Exploring the impact of graph locality for the resolution of MIS with neutral atom devices

TL;DR

This paper investigates how the spatial locality of graphs affects solving the Maximum Independent Set problem using neutral atom quantum devices, advancing the encoding of complex graphs beyond 2D limitations.

Contribution

It introduces 3D atom arrangements to encode more complex graph classes, surpassing previous 2D limitations and enabling quantum solutions for problems without classical approximation schemes.

Findings

Experimental results demonstrate feasibility of 3D embeddings.

Theoretical analysis shows potential for tackling complex graph classes.

Progress towards quantum solutions for classically hard combinatorial problems.

Abstract

In the past years, many quantum algorithms have been proposed to tackle hard combinatorial problems. In particular, the Maximum Independent Set (MIS) is a known NP-hard problem that can be naturally encoded in Rydberg atom arrays. By representing a graph with an ensemble of neutral atoms one can leverage Rydberg dynamics to naturally encode the constraints and the solution to MIS. However, the classes of graphs that can be directly mapped ``vertex-to-atom" on standard devices with 2D capabilities are currently limited to Unit-Disk graphs.

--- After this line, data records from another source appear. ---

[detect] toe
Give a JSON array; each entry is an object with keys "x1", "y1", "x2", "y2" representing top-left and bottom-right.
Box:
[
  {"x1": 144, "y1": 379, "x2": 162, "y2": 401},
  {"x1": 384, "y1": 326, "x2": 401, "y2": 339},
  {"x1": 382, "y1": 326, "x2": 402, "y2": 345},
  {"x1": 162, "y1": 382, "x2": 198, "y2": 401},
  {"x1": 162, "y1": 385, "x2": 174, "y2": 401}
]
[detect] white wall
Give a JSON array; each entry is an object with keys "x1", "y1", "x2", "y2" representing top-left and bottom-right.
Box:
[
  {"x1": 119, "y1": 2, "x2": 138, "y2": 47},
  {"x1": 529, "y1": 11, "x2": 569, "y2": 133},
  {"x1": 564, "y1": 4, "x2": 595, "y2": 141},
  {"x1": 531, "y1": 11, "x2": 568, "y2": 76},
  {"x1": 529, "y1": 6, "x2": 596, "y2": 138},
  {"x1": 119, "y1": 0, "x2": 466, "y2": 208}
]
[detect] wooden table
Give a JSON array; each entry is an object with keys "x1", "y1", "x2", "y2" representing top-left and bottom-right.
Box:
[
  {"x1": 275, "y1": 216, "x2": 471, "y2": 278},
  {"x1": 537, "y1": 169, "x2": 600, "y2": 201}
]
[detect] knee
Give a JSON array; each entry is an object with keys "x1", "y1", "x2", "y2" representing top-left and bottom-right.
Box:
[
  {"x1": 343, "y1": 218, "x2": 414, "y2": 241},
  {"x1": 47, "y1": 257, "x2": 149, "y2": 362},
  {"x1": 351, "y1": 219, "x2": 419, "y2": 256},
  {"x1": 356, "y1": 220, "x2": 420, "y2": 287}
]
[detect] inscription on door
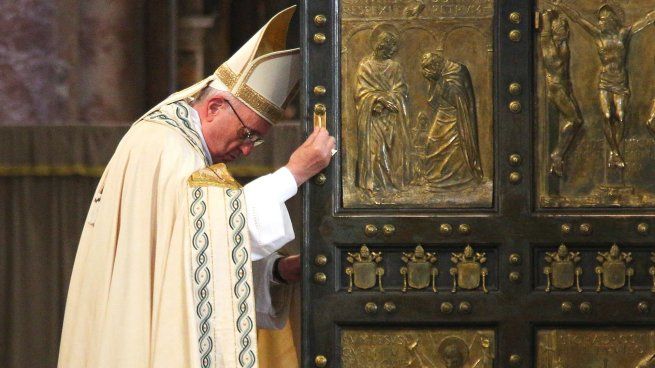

In this setting, the inherent spatial locality of the graphs can be leveraged by classical polynomial-time approximation schemes (PTAS) that guarantee an $\epsilon$-approximate solution. In this work, we build upon recent progress made for using 3D arrangements of atoms to embed more complex classes of graphs. We report experimental and theoretical results which represent important steps towards tackling combinatorial tasks on quantum computers for which no classical efficient $\varepsilon$-approximation scheme exists.